Sul comparto grafico risulta difficile aggiungere cose che non siano state ampiamente trattate altrove, e in modo più specifico, che ormai l’avrà recensito anche Donna Moderna. Aggettivi banali come “sbalorditivo” e “maestoso” trovano comunque perfettamente posto nel contesto dell’ultimo lavoro dei Naughty Dog, che ancora una volta alzano il livello tecnico su console, andando ad annichilire i più scettici.
Uncharted 4 non è un open world, non tende quindi a mostrare muscoli dal punto di vista espansivo, ma ammalia con una cura del dettaglio maniacale sia nei modelli dei personaggi (semplicemente pazzeschi) che negli ambienti. Dalla splendida costiera amalfitana allo sconfinato Madagascar, passando per le fredde grotte della Scozia, ogni luogo di Uncharted 4 ha le sue peculiarità, il suo clima, i suoi bellissimi panorami, conferendo loro un aspetto unico e pulsante, suggestivo e irripetibile, da far venire subito voglia di rivisitarlo a fondo. Il tutto aggraziato da effetti di illuminazione globale di ultima generazione, negli esterni come negli interni, padronanza assoluta di elementi come acqua, vento, fumo di esplosioni, polvere sugli scaffali (!) e blur utilizzato nel modo giusto.
Rare sbavature, come può essere del dithering su alcune ombre, o la scelta di rimanere ancorati ai 30 frame al secondo (il multiplayer invece è a 60) non inficiano quella che è una produzione monumentale, che crea un solco tra sé e quanto visto in precedenza, con l’auspicio che altri prendano a riferimento l’ultima fatica dei Naughty Dog. Budget permettendo chiaramente, citando un altro first party come Horizon: Zero Dawn che potrebbe settare nuovi standard su PS4, ma i Guerrilla Games non si sono in passato dimostrati altrettanto affidabili quanto i cagnacci californiani, che assimilano e dettano come pochi altri.

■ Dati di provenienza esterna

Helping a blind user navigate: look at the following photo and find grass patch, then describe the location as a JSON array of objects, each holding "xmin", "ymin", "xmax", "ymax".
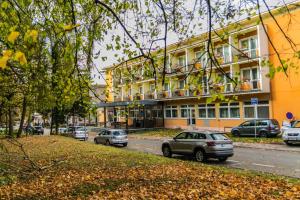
[{"xmin": 0, "ymin": 136, "xmax": 300, "ymax": 199}]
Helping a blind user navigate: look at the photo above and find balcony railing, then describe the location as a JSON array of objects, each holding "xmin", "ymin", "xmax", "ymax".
[
  {"xmin": 172, "ymin": 89, "xmax": 188, "ymax": 97},
  {"xmin": 144, "ymin": 92, "xmax": 156, "ymax": 99},
  {"xmin": 158, "ymin": 90, "xmax": 172, "ymax": 99},
  {"xmin": 237, "ymin": 49, "xmax": 259, "ymax": 61},
  {"xmin": 114, "ymin": 96, "xmax": 122, "ymax": 101}
]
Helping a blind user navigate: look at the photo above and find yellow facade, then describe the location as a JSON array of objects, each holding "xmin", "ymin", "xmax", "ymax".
[{"xmin": 106, "ymin": 4, "xmax": 300, "ymax": 130}]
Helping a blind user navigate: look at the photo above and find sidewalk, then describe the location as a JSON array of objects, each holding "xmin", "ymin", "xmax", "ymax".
[{"xmin": 128, "ymin": 135, "xmax": 300, "ymax": 153}]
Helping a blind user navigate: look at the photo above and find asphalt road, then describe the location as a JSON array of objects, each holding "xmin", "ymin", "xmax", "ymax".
[{"xmin": 127, "ymin": 138, "xmax": 300, "ymax": 178}]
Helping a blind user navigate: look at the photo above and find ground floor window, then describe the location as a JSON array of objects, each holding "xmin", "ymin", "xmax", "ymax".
[
  {"xmin": 244, "ymin": 101, "xmax": 269, "ymax": 119},
  {"xmin": 220, "ymin": 102, "xmax": 240, "ymax": 119},
  {"xmin": 180, "ymin": 105, "xmax": 195, "ymax": 118},
  {"xmin": 198, "ymin": 104, "xmax": 216, "ymax": 119},
  {"xmin": 165, "ymin": 106, "xmax": 177, "ymax": 118}
]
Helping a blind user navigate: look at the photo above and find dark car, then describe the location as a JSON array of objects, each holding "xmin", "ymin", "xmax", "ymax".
[
  {"xmin": 231, "ymin": 119, "xmax": 280, "ymax": 137},
  {"xmin": 33, "ymin": 126, "xmax": 44, "ymax": 135}
]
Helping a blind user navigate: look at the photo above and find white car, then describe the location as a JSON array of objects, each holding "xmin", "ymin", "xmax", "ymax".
[
  {"xmin": 282, "ymin": 121, "xmax": 300, "ymax": 145},
  {"xmin": 73, "ymin": 127, "xmax": 89, "ymax": 141}
]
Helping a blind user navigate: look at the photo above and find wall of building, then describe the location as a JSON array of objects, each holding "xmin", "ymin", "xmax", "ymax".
[{"xmin": 265, "ymin": 10, "xmax": 300, "ymax": 123}]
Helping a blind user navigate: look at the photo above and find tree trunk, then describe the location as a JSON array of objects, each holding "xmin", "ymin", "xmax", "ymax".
[
  {"xmin": 50, "ymin": 109, "xmax": 53, "ymax": 135},
  {"xmin": 8, "ymin": 106, "xmax": 14, "ymax": 137},
  {"xmin": 17, "ymin": 96, "xmax": 27, "ymax": 137}
]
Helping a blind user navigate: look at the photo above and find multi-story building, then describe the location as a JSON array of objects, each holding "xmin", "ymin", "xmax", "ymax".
[{"xmin": 100, "ymin": 3, "xmax": 300, "ymax": 129}]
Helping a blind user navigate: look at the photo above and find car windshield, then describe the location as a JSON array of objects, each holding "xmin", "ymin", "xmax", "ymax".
[
  {"xmin": 211, "ymin": 133, "xmax": 228, "ymax": 140},
  {"xmin": 292, "ymin": 121, "xmax": 300, "ymax": 128},
  {"xmin": 113, "ymin": 131, "xmax": 126, "ymax": 136}
]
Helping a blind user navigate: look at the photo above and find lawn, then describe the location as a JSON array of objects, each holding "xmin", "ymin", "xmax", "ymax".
[
  {"xmin": 0, "ymin": 136, "xmax": 300, "ymax": 199},
  {"xmin": 132, "ymin": 129, "xmax": 283, "ymax": 144}
]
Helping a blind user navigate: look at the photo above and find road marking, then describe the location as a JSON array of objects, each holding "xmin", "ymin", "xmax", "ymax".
[{"xmin": 252, "ymin": 163, "xmax": 275, "ymax": 167}]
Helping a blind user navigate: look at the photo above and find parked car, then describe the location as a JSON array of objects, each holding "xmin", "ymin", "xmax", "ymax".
[
  {"xmin": 72, "ymin": 127, "xmax": 89, "ymax": 141},
  {"xmin": 58, "ymin": 127, "xmax": 68, "ymax": 133},
  {"xmin": 94, "ymin": 129, "xmax": 128, "ymax": 147},
  {"xmin": 231, "ymin": 119, "xmax": 280, "ymax": 137},
  {"xmin": 32, "ymin": 126, "xmax": 44, "ymax": 135},
  {"xmin": 282, "ymin": 121, "xmax": 300, "ymax": 145},
  {"xmin": 162, "ymin": 131, "xmax": 233, "ymax": 162}
]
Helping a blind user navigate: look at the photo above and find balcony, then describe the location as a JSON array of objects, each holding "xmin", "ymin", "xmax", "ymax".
[
  {"xmin": 114, "ymin": 96, "xmax": 122, "ymax": 101},
  {"xmin": 123, "ymin": 95, "xmax": 133, "ymax": 101},
  {"xmin": 133, "ymin": 93, "xmax": 144, "ymax": 101},
  {"xmin": 236, "ymin": 49, "xmax": 259, "ymax": 61},
  {"xmin": 144, "ymin": 92, "xmax": 156, "ymax": 99},
  {"xmin": 172, "ymin": 89, "xmax": 188, "ymax": 97},
  {"xmin": 158, "ymin": 90, "xmax": 172, "ymax": 99}
]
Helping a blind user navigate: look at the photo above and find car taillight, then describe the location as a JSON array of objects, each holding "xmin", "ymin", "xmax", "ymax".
[{"xmin": 206, "ymin": 142, "xmax": 216, "ymax": 147}]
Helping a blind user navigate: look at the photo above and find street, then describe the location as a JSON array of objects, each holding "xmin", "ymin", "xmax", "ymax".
[{"xmin": 127, "ymin": 138, "xmax": 300, "ymax": 178}]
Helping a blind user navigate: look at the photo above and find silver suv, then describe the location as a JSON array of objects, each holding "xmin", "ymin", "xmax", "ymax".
[
  {"xmin": 162, "ymin": 131, "xmax": 233, "ymax": 162},
  {"xmin": 94, "ymin": 129, "xmax": 128, "ymax": 147}
]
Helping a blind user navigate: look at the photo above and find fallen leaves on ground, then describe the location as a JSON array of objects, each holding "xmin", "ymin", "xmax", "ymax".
[{"xmin": 0, "ymin": 136, "xmax": 300, "ymax": 199}]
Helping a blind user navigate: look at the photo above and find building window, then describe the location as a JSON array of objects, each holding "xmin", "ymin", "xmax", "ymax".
[
  {"xmin": 180, "ymin": 105, "xmax": 188, "ymax": 118},
  {"xmin": 240, "ymin": 36, "xmax": 258, "ymax": 58},
  {"xmin": 198, "ymin": 104, "xmax": 216, "ymax": 119},
  {"xmin": 218, "ymin": 72, "xmax": 232, "ymax": 92},
  {"xmin": 220, "ymin": 102, "xmax": 240, "ymax": 119},
  {"xmin": 150, "ymin": 84, "xmax": 155, "ymax": 92},
  {"xmin": 242, "ymin": 67, "xmax": 260, "ymax": 90},
  {"xmin": 195, "ymin": 51, "xmax": 207, "ymax": 67},
  {"xmin": 244, "ymin": 101, "xmax": 269, "ymax": 119},
  {"xmin": 180, "ymin": 105, "xmax": 195, "ymax": 118},
  {"xmin": 216, "ymin": 45, "xmax": 230, "ymax": 64},
  {"xmin": 178, "ymin": 55, "xmax": 185, "ymax": 67},
  {"xmin": 164, "ymin": 83, "xmax": 170, "ymax": 91},
  {"xmin": 178, "ymin": 80, "xmax": 185, "ymax": 89},
  {"xmin": 165, "ymin": 106, "xmax": 177, "ymax": 118}
]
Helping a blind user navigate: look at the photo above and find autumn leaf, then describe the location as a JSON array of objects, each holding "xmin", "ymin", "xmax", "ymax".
[
  {"xmin": 24, "ymin": 30, "xmax": 38, "ymax": 42},
  {"xmin": 3, "ymin": 50, "xmax": 13, "ymax": 57},
  {"xmin": 7, "ymin": 31, "xmax": 20, "ymax": 44},
  {"xmin": 0, "ymin": 56, "xmax": 9, "ymax": 69},
  {"xmin": 63, "ymin": 24, "xmax": 80, "ymax": 31},
  {"xmin": 14, "ymin": 51, "xmax": 27, "ymax": 65}
]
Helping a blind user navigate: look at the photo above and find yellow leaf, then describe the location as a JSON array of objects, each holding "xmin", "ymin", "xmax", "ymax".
[
  {"xmin": 24, "ymin": 30, "xmax": 38, "ymax": 42},
  {"xmin": 0, "ymin": 56, "xmax": 9, "ymax": 69},
  {"xmin": 3, "ymin": 50, "xmax": 13, "ymax": 57},
  {"xmin": 7, "ymin": 31, "xmax": 20, "ymax": 43},
  {"xmin": 15, "ymin": 51, "xmax": 27, "ymax": 65},
  {"xmin": 63, "ymin": 24, "xmax": 80, "ymax": 31}
]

Decisivo anche il sonoro, nonostante il compositore cambiato (ma la main thene è al suo posto); gli effetti audio sono ancora più realistici, per esempio una granata che vi esplode a pochi metri la sentirete eccome, rispetto ai vecchi Uncharted.
Ottimo anche il doppiaggio italiano, che si piazza al passo di quello originale come qualità recitativa migliorando ulteriormente labiale e mixaggio, variabile in base alla distanza tra i personaggi (o l’ambiente, per esempio l’eco di una grotta) ma che al contempo evita quei piccoli problemi che affliggevano il doppiaggio di The Last of Us, in cui bastava dare di spalle a Ellie per non capire quasi una mazza di quello che diceva.

Il multiplayer è stato provato prima nella beta di qualche mese fa e ora in questa versione definitiva, dimostrandosi a conti fatti nulla di rivoluzionario ma sufficientemente divertente, seppur ancora avaro in contenuti. Scelta comunque condivisibile, quella di occuparsi innanzitutto di confezionare un prodotto single-player all’altezza in tempo per la sua uscita, per poi aggiungere contenuti per il multiplayer con il passare del tempo, e gratuitamente.

 
Il raccontato non ambiva a ripetere l’irripetibile giacché Uncharted non è The Last of Us, ma eleva la serie ad un grado di maturazione reclamando una collocazione di prestigio nel salone dei grandi videogiochi. La azione si preserva dalla monotonia dello sparo/riparo ad oltranza per offrire una maggiore varietà, esprimendo attorno a sé maggior spazio di manovra. Si può anche stare a cercare l’imperfezione, e prima o poi ve ne si trovano, salvo poi decidere che a prevalere è l’appagamento incontestabile dell’avventura. Che non è solo grafica, la quale in ogni caso completa l’eccellenza che in raggiro dei limiti tecnici della PS4 1.0, crea in data 10/5/2016 un solco tra sé e il resto, il pre e il post Uncharted 4, tramite il quale chiunque aneli a limitrofi traguardi dovrà confrontarsi, non prima di averne tessute le lodi.